這一日,船隊停在一個名叫上泱的水邊小城,連續幾天不是睡船上就是睡帳篷,原想著今日可以睡在屋裏,白景源期待了老半天,結果那倆老頭愣是纏著他聊到半夜,直到他祭出裝睡大招,這才得以脫身。
想著明日天不見亮又要啟程,他就超想哭一場!
實在是太難了啊!
這倆老頭也不知吃錯了什麽藥,明知他這人固執,不可能接受他們的“推銷”,還是天天都來,一來就是一天,不論在哪,隻要他們在,他就得規規矩矩的跪坐,連手都不敢亂擺。
老天呐!他還是個孩子啊!萬一長不高,怪誰呢?
畢竟這個,遺傳占一定因素,後天環境也有很大影響啊!
“呼”
白景源倆眼呆滯長舒口氣,伸直跪得沒知覺的腿,先毫無形象的坐了半晌,才仰頭躺了下去。
光滑的葦席鋪在厚厚的草墊上,整齊的龜甲席花摸起來微微硌手。
被這倆老頭整得,他最近都有點恨這個世界了。
“我要坐會兒。”
有氣無力的吩咐完,侍者立刻上前將他抱到臥榻邊的躺椅上,抖開一床薄絲被,像往常那樣蓋在他身上。

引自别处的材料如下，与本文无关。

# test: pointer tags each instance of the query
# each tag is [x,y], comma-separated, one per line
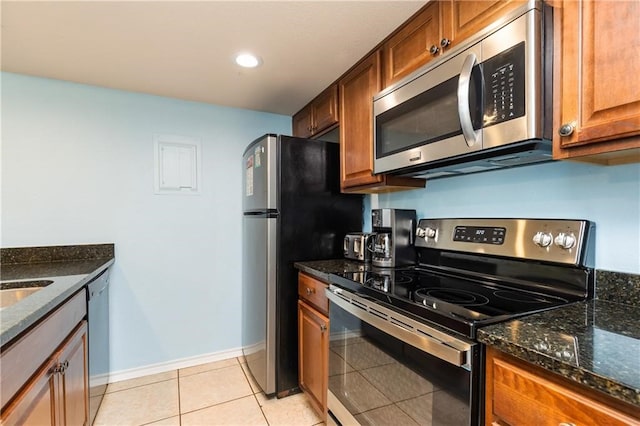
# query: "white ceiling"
[185,49]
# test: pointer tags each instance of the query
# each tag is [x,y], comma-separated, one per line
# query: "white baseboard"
[132,373]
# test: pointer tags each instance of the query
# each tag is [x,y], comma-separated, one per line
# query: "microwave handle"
[464,87]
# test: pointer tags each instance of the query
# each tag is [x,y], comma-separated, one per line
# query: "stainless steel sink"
[12,292]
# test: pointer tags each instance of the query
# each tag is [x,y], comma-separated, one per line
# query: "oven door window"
[426,118]
[379,379]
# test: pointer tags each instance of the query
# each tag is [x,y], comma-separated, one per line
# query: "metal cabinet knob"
[566,129]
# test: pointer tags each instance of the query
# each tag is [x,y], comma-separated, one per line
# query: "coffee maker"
[394,237]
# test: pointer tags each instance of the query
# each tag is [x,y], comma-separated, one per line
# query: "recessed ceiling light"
[248,60]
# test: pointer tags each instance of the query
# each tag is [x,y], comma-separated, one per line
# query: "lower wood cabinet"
[57,393]
[313,341]
[519,393]
[313,329]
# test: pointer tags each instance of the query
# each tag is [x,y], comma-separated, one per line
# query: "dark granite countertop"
[321,269]
[69,267]
[595,343]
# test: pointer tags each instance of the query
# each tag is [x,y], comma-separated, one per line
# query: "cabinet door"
[36,404]
[463,19]
[598,89]
[415,44]
[74,384]
[325,109]
[302,123]
[356,122]
[519,393]
[313,341]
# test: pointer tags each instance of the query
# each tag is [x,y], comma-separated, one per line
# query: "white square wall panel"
[177,164]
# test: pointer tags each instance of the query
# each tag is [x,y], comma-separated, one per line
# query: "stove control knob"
[565,241]
[426,232]
[542,239]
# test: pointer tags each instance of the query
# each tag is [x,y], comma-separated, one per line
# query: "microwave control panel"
[504,82]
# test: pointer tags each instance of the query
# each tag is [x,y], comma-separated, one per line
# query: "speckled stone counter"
[69,267]
[321,269]
[595,343]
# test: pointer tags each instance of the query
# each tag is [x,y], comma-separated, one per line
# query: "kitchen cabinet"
[597,90]
[319,115]
[464,19]
[434,30]
[415,44]
[356,90]
[58,392]
[313,341]
[518,393]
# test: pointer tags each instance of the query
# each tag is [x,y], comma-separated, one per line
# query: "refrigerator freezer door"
[259,299]
[259,178]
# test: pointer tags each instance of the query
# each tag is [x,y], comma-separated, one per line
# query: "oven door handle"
[464,89]
[414,333]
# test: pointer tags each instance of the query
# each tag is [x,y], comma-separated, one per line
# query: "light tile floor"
[218,393]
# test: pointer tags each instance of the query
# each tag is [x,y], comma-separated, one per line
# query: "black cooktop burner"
[450,295]
[455,301]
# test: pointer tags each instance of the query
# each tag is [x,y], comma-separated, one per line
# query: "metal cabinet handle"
[566,129]
[60,367]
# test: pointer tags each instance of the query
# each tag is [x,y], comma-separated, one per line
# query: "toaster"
[359,246]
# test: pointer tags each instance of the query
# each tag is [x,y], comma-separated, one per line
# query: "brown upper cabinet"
[357,88]
[463,19]
[319,115]
[436,28]
[414,45]
[597,89]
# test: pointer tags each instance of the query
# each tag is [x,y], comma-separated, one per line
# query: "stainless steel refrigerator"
[292,211]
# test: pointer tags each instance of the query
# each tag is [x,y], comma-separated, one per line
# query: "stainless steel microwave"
[486,105]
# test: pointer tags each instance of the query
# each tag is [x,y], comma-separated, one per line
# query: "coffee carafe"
[394,237]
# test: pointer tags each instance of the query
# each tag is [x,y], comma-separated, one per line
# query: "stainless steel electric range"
[403,346]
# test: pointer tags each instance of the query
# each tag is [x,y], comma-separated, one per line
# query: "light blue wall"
[606,195]
[77,167]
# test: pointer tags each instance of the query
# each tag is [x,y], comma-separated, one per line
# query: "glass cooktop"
[460,303]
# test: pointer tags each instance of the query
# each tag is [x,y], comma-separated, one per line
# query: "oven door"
[386,368]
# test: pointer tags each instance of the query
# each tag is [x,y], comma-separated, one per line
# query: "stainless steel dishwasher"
[98,313]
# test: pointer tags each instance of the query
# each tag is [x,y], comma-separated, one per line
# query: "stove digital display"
[479,234]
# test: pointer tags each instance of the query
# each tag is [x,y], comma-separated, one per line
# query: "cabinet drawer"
[312,290]
[522,397]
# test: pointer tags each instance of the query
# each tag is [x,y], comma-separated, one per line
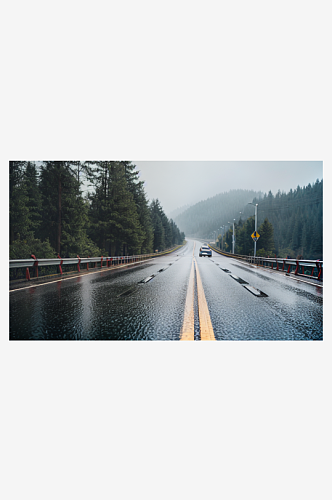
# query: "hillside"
[202,219]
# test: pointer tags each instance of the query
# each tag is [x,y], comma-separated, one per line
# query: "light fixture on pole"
[255,205]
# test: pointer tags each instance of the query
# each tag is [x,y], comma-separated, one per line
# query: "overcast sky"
[178,183]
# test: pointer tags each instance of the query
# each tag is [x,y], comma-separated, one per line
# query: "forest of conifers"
[51,215]
[289,224]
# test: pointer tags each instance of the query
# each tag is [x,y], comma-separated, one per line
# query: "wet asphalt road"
[124,305]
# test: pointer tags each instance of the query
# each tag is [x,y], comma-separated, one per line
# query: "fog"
[179,183]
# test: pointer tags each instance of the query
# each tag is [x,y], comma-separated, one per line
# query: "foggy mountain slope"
[175,213]
[202,219]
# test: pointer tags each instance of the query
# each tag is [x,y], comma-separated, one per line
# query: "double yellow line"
[205,325]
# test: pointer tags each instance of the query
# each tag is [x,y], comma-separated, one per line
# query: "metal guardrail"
[93,262]
[299,267]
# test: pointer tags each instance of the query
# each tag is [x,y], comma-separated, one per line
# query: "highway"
[175,297]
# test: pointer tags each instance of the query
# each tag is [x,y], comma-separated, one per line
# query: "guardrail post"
[320,270]
[297,267]
[60,268]
[35,266]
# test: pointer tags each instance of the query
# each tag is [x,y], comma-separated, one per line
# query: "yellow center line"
[187,331]
[205,325]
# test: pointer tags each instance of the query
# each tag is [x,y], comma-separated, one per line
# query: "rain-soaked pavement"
[127,305]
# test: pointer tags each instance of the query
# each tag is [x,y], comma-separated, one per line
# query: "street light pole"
[255,205]
[233,235]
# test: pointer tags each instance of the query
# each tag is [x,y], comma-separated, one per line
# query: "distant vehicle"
[205,251]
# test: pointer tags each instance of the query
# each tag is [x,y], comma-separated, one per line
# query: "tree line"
[201,219]
[289,225]
[50,214]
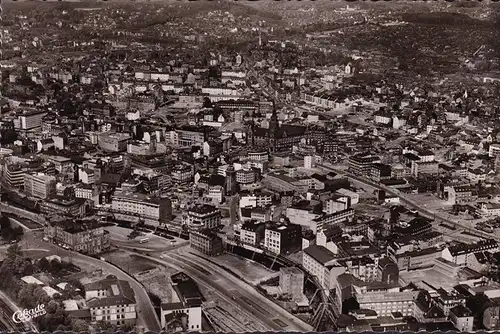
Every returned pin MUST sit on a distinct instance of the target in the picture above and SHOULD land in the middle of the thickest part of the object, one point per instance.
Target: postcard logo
(26, 314)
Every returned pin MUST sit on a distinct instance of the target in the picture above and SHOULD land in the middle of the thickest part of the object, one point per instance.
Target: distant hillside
(443, 18)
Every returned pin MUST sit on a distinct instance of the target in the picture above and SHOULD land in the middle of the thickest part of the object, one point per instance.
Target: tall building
(183, 311)
(202, 217)
(39, 185)
(132, 206)
(206, 242)
(230, 181)
(111, 300)
(82, 236)
(292, 282)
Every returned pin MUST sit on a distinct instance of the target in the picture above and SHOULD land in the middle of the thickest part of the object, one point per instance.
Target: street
(239, 294)
(146, 315)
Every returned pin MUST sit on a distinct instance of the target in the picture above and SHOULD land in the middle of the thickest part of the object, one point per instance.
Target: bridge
(328, 309)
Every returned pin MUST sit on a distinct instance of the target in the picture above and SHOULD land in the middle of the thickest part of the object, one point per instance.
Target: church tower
(273, 129)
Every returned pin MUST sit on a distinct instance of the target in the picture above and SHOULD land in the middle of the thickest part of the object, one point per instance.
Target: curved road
(237, 293)
(146, 315)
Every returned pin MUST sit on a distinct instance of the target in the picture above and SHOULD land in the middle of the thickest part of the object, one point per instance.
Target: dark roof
(473, 248)
(118, 291)
(461, 311)
(319, 253)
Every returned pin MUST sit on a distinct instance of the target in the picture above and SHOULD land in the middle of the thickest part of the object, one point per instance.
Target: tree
(44, 264)
(207, 103)
(13, 251)
(78, 325)
(4, 223)
(55, 266)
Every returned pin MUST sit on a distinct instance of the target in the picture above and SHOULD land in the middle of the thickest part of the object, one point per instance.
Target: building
(494, 150)
(462, 253)
(387, 302)
(255, 199)
(320, 263)
(281, 182)
(252, 232)
(184, 310)
(292, 282)
(422, 168)
(246, 176)
(87, 236)
(361, 164)
(113, 142)
(462, 318)
(230, 182)
(206, 242)
(87, 191)
(14, 175)
(277, 138)
(39, 185)
(380, 172)
(132, 206)
(281, 239)
(111, 300)
(202, 217)
(182, 173)
(61, 205)
(30, 120)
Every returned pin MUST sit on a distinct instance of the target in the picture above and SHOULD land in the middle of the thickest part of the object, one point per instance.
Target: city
(228, 166)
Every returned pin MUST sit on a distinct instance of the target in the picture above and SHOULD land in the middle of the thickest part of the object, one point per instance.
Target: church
(278, 138)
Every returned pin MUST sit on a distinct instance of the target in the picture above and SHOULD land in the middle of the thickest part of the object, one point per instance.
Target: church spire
(273, 123)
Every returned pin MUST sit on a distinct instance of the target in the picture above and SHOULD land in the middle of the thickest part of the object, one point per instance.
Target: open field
(129, 263)
(252, 271)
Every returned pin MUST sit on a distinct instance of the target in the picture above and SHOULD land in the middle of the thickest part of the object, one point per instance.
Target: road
(146, 315)
(411, 204)
(239, 294)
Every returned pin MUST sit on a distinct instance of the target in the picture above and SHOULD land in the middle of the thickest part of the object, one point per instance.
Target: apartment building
(87, 191)
(75, 207)
(292, 283)
(39, 185)
(111, 300)
(281, 182)
(82, 236)
(183, 311)
(182, 173)
(132, 205)
(206, 242)
(461, 254)
(281, 239)
(202, 217)
(255, 199)
(361, 164)
(387, 302)
(29, 120)
(252, 232)
(113, 142)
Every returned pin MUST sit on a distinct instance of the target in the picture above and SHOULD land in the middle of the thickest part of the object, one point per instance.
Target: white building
(183, 312)
(112, 301)
(39, 185)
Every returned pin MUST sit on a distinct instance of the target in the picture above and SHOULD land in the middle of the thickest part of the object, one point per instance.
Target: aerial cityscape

白景源舒服的半躺著,愣愣的看著不遠處帳子上精美的花紋,腦子放空,感覺這一刻真是這一整天裏最幸福的時刻。
也是可憐,好不容易讓木匠給他造出合心意的椅子,卻不敢光明正大的坐。
在這個禮儀與家具緊密捆綁的年代,別說在躺椅上葛優躺了,就是坐姿不正都會挨噴,他現在連一天吃三頓都不敢,自是沒那麽頭鐵,膽敢挑戰這個全世界都遵從的規則。
大概在那些“君子”眼裏,隻有這樣痛苦的生活方式,才配得上他們高潔的品格吧!
自古就是這樣,得來不容易的,才會格外珍惜。
“昔年魯靈公擅弈,自以為棋藝蓋世,難免驕狂,便讓人尋訪棋藝高超之人想要一一戰勝。